How effectively does your company record disciplinary conversations with employees? A recent Alberta decision highlights just how important this can be for employers.

In McDonald v Sproule Management GP Limited, Justice Marion of the Alberta Court of King's Bench writes a detailed decision considering the appropriateness of granting summary judgment – which is a decision in favour of the plaintiff without a trial – in a wrongful dismissal case.

The case involved a senior accounting executive, Kevin McDonald ("McDonald"), whose employment was terminated by Sproule Management GP Limited ("Sproule") for just cause in February 2016. McDonald alleged that the termination was wrongful and that he was entitled to significant severance pay.

Summary judgment granted

In response to an application by McDonald to decide the case in his favour without a trial, Justice Marion considered the arguments by both sides and conducted a thorough review of the court record to date, which included several affidavits and a transcript of a lengthy questioning of McDonald on his affidavit. Justice Marion concluded that the record was sufficient for him to grant summary judgment.

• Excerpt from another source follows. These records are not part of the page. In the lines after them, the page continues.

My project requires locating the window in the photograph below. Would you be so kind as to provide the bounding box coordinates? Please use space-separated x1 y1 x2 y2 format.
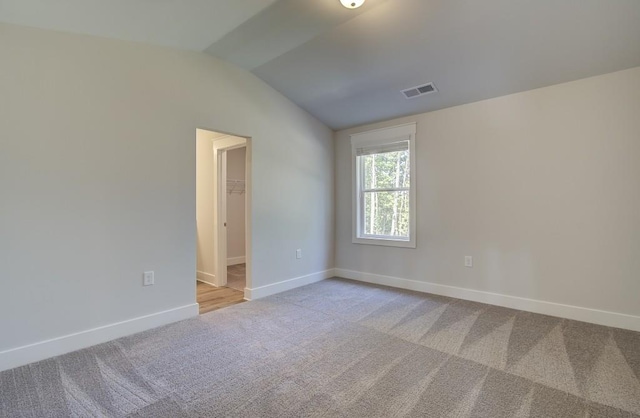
351 123 416 248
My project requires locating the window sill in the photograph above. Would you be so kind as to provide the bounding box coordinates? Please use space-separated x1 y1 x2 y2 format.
351 237 416 248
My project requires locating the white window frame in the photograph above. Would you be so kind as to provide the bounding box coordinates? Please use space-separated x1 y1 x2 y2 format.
351 122 417 248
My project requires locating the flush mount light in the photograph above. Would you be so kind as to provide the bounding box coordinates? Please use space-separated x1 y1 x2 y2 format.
340 0 364 9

Although he found that McDonald's objective performance was poor and incompetent in his role as CFO, he also noted that Sproule's performance record displayed serious shortcomings in Sproule's communication and conduct toward McDonald, including the fact that Sproule failed to warn McDonald about his conduct on several occasions. Justice Marion concluded on the record that Sproule did not have just cause to terminate McDonald's employment, and awarded McDonald 18 months' pay in lieu of notice.

Lessons for employers

There are two key takeaways for employers from this Alberta decision.

The first is that, even in a case involving an allegation of just cause for termination with a significant record and substantial evidence, the Court may still determine that a summary judgment application is appropriate to fully determine a claim.

The second related takeaway for employers is the importance of clearly and consistently communicating expectations and potential consequences to employees when poor performance or behaviour arises. Despite the many instances of poor performance and inappropriate behaviour on McDonald's part, Sproule issued no warnings with respect to the behaviour nor did the company highlight to McDonald the consequences if he continued the behaviour. This case may have been decided differently had the employer kept a careful record of all disciplinary efforts.